FILLING AND SEALING THE TUB
Your tub will seal itself and achieve a watertight seal through the natural swelling of the wood that occurs as water is absorbed into the wood.
Begin to fill your tub with water using a standard garden hose. If your water supply is limited, see tip#4 in the following section on leaks. Once the tub has begun to hold water, you can expect some dripping and leaking. If you have done a superior job it may hardly leak at all. If your tub is not as tight as some it may leak more.
Don't get nervous if you see small streams of water. As long as you have closed your gaps to less than the thickness of a matchbook cover and there aren't more than a half dozen or so such gaps between the staves, the tub will be able to swell and seal itself. If your tub is holding water above the minimum water level of the stove, and you plan on keeping a careful eye on the water level, you can start a small fire and heat your tub up a bit. The warm water helps the wood swell. Don't let the water drop below the minimum water level on the stove. The swelling and sealing process may take three days to one and a half weeks to run its course. Cold winter weather can cause the swelling process to take longer. Occasionally, a tub may even drain completely after the initial filling, but the wood is absorbing water and swelling so keep adding water.

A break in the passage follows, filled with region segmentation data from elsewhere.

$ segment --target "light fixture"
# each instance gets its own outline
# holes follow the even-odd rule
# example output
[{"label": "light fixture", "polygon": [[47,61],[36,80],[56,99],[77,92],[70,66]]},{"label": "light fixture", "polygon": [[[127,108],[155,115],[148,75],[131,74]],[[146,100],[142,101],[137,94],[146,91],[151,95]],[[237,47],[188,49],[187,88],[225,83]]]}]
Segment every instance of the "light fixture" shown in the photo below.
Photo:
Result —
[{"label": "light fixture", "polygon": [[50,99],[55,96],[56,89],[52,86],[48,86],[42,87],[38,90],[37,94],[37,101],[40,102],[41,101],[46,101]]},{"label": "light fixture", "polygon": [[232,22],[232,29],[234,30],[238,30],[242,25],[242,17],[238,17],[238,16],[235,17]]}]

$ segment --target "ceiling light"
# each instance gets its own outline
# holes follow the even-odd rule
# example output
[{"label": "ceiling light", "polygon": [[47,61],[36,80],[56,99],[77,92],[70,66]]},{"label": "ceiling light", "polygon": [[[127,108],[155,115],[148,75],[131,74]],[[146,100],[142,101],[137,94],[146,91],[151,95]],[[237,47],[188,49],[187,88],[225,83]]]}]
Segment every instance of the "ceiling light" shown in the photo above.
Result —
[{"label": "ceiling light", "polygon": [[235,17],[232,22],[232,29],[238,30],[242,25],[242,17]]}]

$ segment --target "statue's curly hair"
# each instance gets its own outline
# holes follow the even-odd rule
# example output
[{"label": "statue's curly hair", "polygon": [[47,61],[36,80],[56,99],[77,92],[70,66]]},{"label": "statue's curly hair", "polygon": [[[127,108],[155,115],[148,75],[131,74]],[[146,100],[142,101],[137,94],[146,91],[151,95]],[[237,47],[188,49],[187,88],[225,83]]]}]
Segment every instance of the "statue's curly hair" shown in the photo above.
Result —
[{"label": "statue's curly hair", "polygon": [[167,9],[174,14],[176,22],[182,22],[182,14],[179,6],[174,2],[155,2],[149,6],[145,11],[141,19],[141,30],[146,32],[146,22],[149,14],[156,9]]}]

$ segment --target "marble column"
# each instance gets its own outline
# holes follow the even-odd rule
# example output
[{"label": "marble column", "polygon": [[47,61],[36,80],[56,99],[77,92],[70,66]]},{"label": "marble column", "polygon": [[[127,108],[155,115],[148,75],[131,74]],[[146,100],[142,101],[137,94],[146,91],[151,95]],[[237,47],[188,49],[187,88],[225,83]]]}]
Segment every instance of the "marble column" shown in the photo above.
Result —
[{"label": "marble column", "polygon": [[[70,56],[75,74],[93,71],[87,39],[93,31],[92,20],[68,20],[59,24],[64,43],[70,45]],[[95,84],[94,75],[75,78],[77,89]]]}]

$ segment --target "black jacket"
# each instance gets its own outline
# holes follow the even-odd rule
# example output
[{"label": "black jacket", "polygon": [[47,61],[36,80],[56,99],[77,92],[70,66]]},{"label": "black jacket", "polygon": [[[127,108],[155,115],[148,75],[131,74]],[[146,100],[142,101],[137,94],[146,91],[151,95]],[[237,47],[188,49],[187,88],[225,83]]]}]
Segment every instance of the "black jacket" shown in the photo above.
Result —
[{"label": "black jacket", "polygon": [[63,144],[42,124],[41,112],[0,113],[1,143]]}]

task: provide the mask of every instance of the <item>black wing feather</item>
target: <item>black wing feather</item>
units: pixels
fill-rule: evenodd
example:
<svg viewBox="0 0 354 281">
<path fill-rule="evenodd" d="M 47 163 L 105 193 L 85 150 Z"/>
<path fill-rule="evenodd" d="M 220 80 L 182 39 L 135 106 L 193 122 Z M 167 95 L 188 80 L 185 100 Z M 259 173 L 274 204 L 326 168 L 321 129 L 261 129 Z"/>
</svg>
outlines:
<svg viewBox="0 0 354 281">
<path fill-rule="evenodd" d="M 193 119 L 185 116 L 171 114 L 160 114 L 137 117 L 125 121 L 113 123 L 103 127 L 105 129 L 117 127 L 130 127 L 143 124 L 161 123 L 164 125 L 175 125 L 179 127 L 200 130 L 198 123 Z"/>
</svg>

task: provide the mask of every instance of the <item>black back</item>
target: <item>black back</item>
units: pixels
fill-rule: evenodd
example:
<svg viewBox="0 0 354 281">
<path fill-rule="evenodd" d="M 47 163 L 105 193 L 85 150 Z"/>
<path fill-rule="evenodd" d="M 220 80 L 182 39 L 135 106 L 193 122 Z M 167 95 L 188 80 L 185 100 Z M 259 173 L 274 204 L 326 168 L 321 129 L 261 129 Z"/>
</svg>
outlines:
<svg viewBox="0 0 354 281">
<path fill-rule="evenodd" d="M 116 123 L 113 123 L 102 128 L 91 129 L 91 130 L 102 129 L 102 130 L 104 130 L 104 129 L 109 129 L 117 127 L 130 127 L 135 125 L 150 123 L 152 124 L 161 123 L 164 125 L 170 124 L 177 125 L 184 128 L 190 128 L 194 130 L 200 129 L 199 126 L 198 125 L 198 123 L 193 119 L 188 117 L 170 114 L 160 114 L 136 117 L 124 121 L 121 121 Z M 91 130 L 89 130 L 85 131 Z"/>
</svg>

At first, tannins from the wood will leach into the water turning it reddish brown. This leaching process may last anywhere from 2 - 3 months depending on the amount of tannin contained in the wood. The tannins are not harmful and in fact are indicative of the amount of natural preservative in the wood, but they can discolor bathing suits. The discoloration of the water can be controlled with chlorine and related standard spa chemicals.
Because the tannins leach out quickly at first, you will find that you have to replenish the chlorine fairly often in order to keep the water clear, but this should decrease noticeably after a few weeks. As always when adding chlorine to a tub, dissolve it in water in a bucket first.

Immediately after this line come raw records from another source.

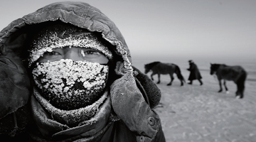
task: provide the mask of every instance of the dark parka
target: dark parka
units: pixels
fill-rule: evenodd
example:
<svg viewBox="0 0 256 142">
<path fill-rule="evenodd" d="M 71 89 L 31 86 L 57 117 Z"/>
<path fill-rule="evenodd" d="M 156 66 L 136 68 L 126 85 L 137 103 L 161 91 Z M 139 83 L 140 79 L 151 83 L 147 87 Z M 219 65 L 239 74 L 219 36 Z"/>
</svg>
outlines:
<svg viewBox="0 0 256 142">
<path fill-rule="evenodd" d="M 189 63 L 189 68 L 188 69 L 190 71 L 190 75 L 188 77 L 188 80 L 200 80 L 202 78 L 198 67 L 194 62 Z"/>
<path fill-rule="evenodd" d="M 23 62 L 26 44 L 33 31 L 57 21 L 100 33 L 120 57 L 114 70 L 119 78 L 110 86 L 113 115 L 96 133 L 85 135 L 87 131 L 76 131 L 73 134 L 75 129 L 68 131 L 50 123 L 46 126 L 43 121 L 36 124 L 31 116 L 34 105 L 31 102 L 34 98 Z M 157 87 L 132 65 L 128 47 L 114 23 L 87 4 L 54 3 L 14 21 L 0 32 L 0 138 L 12 136 L 12 140 L 18 141 L 165 141 L 160 119 L 152 109 L 160 98 Z M 40 107 L 36 110 L 33 113 L 44 111 Z M 38 129 L 67 133 L 67 136 L 43 136 Z M 70 133 L 73 136 L 68 136 Z"/>
</svg>

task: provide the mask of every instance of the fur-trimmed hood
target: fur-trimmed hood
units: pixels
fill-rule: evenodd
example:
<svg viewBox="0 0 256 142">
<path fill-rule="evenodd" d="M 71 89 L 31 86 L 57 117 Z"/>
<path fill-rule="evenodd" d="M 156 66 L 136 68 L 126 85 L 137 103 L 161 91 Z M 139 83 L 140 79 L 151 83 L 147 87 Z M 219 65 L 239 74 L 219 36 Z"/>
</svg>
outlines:
<svg viewBox="0 0 256 142">
<path fill-rule="evenodd" d="M 14 21 L 0 32 L 0 119 L 26 105 L 31 95 L 30 79 L 23 60 L 27 39 L 38 27 L 56 21 L 100 33 L 113 45 L 112 50 L 119 57 L 118 62 L 116 61 L 115 72 L 120 76 L 110 87 L 113 109 L 138 136 L 143 135 L 149 140 L 153 138 L 158 131 L 160 119 L 151 108 L 159 103 L 160 91 L 151 83 L 153 89 L 148 88 L 156 89 L 157 93 L 153 91 L 154 94 L 151 94 L 152 97 L 149 94 L 149 101 L 145 100 L 144 93 L 150 94 L 151 91 L 137 86 L 139 80 L 135 76 L 138 72 L 134 72 L 132 66 L 130 52 L 120 31 L 99 9 L 83 2 L 49 4 Z M 139 73 L 139 77 L 143 76 Z M 149 80 L 146 81 L 151 83 Z M 151 98 L 154 98 L 153 104 L 149 106 Z"/>
</svg>

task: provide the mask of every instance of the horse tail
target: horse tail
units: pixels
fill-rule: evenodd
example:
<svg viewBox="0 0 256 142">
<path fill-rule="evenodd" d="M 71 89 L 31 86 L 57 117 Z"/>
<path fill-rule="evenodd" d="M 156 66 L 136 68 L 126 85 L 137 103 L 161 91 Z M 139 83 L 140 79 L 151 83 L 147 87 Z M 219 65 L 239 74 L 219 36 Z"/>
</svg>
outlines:
<svg viewBox="0 0 256 142">
<path fill-rule="evenodd" d="M 186 82 L 184 77 L 182 76 L 181 75 L 181 69 L 179 68 L 179 67 L 178 65 L 176 65 L 175 67 L 175 73 L 177 75 L 177 77 L 179 80 L 183 81 L 184 82 Z"/>
</svg>

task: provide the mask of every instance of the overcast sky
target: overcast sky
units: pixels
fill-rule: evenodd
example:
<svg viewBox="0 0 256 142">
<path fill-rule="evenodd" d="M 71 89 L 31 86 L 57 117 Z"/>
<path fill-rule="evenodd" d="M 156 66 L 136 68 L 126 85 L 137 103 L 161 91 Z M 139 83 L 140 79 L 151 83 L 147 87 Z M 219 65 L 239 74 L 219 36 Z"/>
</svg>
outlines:
<svg viewBox="0 0 256 142">
<path fill-rule="evenodd" d="M 1 0 L 0 28 L 55 0 Z M 132 55 L 256 62 L 255 0 L 89 0 L 112 20 Z"/>
</svg>

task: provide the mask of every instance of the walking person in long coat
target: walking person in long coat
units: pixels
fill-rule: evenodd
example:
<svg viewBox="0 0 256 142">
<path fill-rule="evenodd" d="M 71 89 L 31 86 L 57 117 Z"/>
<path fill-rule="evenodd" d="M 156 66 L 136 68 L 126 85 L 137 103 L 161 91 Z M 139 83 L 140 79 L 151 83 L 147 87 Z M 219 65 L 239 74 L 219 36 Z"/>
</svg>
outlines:
<svg viewBox="0 0 256 142">
<path fill-rule="evenodd" d="M 202 85 L 203 82 L 201 80 L 202 79 L 202 76 L 200 74 L 198 67 L 193 60 L 188 60 L 188 62 L 189 62 L 189 68 L 187 70 L 190 71 L 190 75 L 188 77 L 188 80 L 190 81 L 190 82 L 188 82 L 188 84 L 192 84 L 193 80 L 198 80 L 200 82 L 200 85 Z"/>
</svg>

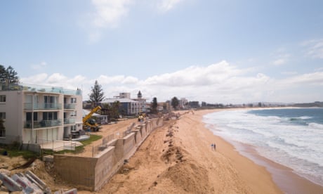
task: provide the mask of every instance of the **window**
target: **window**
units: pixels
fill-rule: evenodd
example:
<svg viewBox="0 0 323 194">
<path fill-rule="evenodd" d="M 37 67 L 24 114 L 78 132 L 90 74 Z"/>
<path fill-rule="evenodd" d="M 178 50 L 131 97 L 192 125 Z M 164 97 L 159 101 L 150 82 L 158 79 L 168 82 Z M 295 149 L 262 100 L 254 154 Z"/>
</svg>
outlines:
<svg viewBox="0 0 323 194">
<path fill-rule="evenodd" d="M 6 112 L 0 112 L 0 119 L 6 119 Z"/>
<path fill-rule="evenodd" d="M 57 120 L 57 112 L 43 112 L 43 120 Z"/>
<path fill-rule="evenodd" d="M 0 103 L 6 103 L 6 95 L 0 95 Z"/>
<path fill-rule="evenodd" d="M 71 98 L 71 103 L 76 103 L 77 98 Z"/>
<path fill-rule="evenodd" d="M 76 117 L 77 116 L 77 111 L 73 111 L 71 112 L 71 117 Z"/>
</svg>

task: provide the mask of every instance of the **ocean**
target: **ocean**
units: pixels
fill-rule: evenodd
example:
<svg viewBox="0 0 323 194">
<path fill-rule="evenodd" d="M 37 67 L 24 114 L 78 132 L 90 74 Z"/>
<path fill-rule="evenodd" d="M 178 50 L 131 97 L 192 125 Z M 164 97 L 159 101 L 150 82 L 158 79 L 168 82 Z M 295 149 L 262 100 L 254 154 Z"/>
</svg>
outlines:
<svg viewBox="0 0 323 194">
<path fill-rule="evenodd" d="M 251 146 L 258 155 L 323 186 L 323 108 L 224 110 L 203 121 L 240 153 L 242 143 Z"/>
</svg>

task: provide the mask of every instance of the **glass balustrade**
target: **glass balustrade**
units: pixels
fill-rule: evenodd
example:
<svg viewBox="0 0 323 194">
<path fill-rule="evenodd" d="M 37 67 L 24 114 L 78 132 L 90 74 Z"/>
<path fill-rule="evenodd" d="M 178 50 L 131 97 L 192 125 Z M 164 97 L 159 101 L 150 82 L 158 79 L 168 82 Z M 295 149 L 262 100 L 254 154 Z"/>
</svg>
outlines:
<svg viewBox="0 0 323 194">
<path fill-rule="evenodd" d="M 34 122 L 31 121 L 25 122 L 25 128 L 27 129 L 38 129 L 38 128 L 45 128 L 45 127 L 52 127 L 62 125 L 62 119 L 57 120 L 41 120 L 41 121 L 34 121 Z"/>
</svg>

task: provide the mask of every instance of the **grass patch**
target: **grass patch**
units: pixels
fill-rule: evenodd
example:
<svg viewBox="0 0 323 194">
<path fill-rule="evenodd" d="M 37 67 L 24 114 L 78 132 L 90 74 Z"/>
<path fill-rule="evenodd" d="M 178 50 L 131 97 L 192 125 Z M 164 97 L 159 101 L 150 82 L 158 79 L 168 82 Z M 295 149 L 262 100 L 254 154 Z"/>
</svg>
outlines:
<svg viewBox="0 0 323 194">
<path fill-rule="evenodd" d="M 1 145 L 0 153 L 4 155 L 5 153 L 10 157 L 22 156 L 26 160 L 38 157 L 37 153 L 29 150 L 20 150 L 19 146 L 16 146 L 15 144 Z"/>
<path fill-rule="evenodd" d="M 75 150 L 61 150 L 61 151 L 55 152 L 55 153 L 57 153 L 57 154 L 64 154 L 64 153 L 77 154 L 77 153 L 80 153 L 83 152 L 83 150 L 84 150 L 85 146 L 88 146 L 91 143 L 92 143 L 92 142 L 95 141 L 97 140 L 99 140 L 100 138 L 102 138 L 102 136 L 91 134 L 89 139 L 79 141 L 83 144 L 83 146 L 75 147 Z"/>
</svg>

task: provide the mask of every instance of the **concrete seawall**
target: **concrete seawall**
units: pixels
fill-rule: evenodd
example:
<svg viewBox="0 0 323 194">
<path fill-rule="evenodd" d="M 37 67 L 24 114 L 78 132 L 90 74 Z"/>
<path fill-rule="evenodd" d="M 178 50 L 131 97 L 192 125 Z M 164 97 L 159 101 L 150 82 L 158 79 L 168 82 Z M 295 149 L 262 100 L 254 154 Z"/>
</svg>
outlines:
<svg viewBox="0 0 323 194">
<path fill-rule="evenodd" d="M 107 148 L 93 157 L 55 155 L 55 171 L 69 183 L 97 191 L 123 166 L 124 160 L 136 153 L 147 136 L 163 124 L 162 118 L 140 124 L 126 136 L 110 141 Z"/>
</svg>

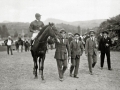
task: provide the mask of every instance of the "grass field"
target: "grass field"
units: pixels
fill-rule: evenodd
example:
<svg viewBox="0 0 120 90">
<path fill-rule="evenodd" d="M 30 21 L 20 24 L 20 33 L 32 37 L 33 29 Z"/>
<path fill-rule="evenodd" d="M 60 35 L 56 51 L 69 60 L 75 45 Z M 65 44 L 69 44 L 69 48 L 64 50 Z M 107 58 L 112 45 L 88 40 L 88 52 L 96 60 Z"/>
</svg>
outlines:
<svg viewBox="0 0 120 90">
<path fill-rule="evenodd" d="M 112 71 L 107 70 L 107 62 L 103 70 L 100 60 L 93 69 L 93 75 L 88 72 L 88 62 L 85 54 L 80 60 L 79 78 L 69 76 L 67 69 L 64 81 L 59 81 L 55 50 L 46 54 L 43 82 L 33 76 L 33 60 L 30 52 L 7 55 L 0 52 L 0 90 L 120 90 L 120 52 L 111 52 Z"/>
</svg>

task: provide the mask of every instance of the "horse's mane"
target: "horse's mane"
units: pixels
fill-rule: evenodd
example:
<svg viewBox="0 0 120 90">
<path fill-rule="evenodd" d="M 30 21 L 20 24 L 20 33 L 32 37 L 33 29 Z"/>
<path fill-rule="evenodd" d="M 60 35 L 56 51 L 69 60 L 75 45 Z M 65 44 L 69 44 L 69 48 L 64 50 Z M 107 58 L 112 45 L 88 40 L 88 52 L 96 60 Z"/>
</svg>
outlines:
<svg viewBox="0 0 120 90">
<path fill-rule="evenodd" d="M 44 26 L 44 27 L 40 30 L 40 32 L 38 33 L 38 35 L 37 35 L 36 38 L 38 38 L 38 37 L 44 32 L 44 30 L 45 30 L 48 26 L 49 26 L 49 25 Z"/>
</svg>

NEVER ADD CHLORINE TO A TUB BY SIMPLY THROWING CHLORINE GRANULES DIRECTLY INTO IT.
Q: How much does it weigh?
A: The entire shipping weight of a 6' x 4' kit is approx. 306 kgs including crate. The tub minus the stove and benches can be easily carried by 4 people.
Q: How many litres does it hold?
A: 6' x 4' tub holds 2270 litres.
Q: How do you control the temperature?
A: Start out with a roaring fire until you get close to temperature, say 35C, then reduce the size of the fire until it reaches 38C-40C+. When you get to tub temperature keep a small fire going. The fire can also be slowed down by adjusting the draft.
- It is better to control temperature by fire size than by closing the damper because a build of up creosote can result.
- It is also easy to cool down the tub just by adding cold water.
Q: How long does it take to heat up?
A: It takes 3 1/2 to 4 hours to go from 7C to tub temperature 38C. This is four times as fast as a conventional spa heater.
Q: How much wood does it take?
A: A moderate size wheelbarrow load of DRY wood.
Q Can we use salt water?
A: Yes. The stove is made of salt water certified aluminum, and all hardware included with the tub is non-corrosive. The cedar is not affected by the salt.
Q: Does the tub come with a warranty?
A: Your total satisfaction is our goal. The stoves have a 1 year warranty.